The coach-to-quarterback radio system could soon be going the way of the Tyrannosaurus Rex (and/or the Rocky Mountain News), if a technological advancement to be used this year by the UFL catches on.
Jeff Darlington of the Miami Herald takes a look at a new system for sending plays from the head coach to the quarterback.
From the sidelines, the coach presses a button, which then sends an encrypted (except in Foxborough) message to the quarterback’s wrist band.
The wrist band then displays the play to be called.
The device, called the ID Coach (the name is nearly as lame as “Twitter”) has been invented by the Isaac Daniel Group, and it’ll be used by the fledgling UFL.
‘To be honest, I thought it was going to be a total gimmick when I
heard about it,” UFL Commissioner Michael Huyghue told Darlington. “So when we went in there with our
coaches, we were blown away. We thought it was an incredible concept.”
So do we.
Though the Luddites who still use typewriters and turntables might opt to craft manifestos aimed at the evils of Maddenizing the NFL, the Rubicon was crossed years ago, when coaches began to usurp from quarterbacks the function of calling plays.
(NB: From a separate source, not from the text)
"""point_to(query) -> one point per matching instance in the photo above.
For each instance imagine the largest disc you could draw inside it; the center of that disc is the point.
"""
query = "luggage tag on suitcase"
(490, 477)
So regardless of whether the play is shuttled from the sidelines via a player or by hand signals or by radio or by two tin cans with a taut string or by mental telepathy, the essence of the game — i.e., the coach calls the plays, not the quarterback — won’t change.
If there’s a way to do it more efficiently, then the UFL, the NFL, and even college football should embrace it.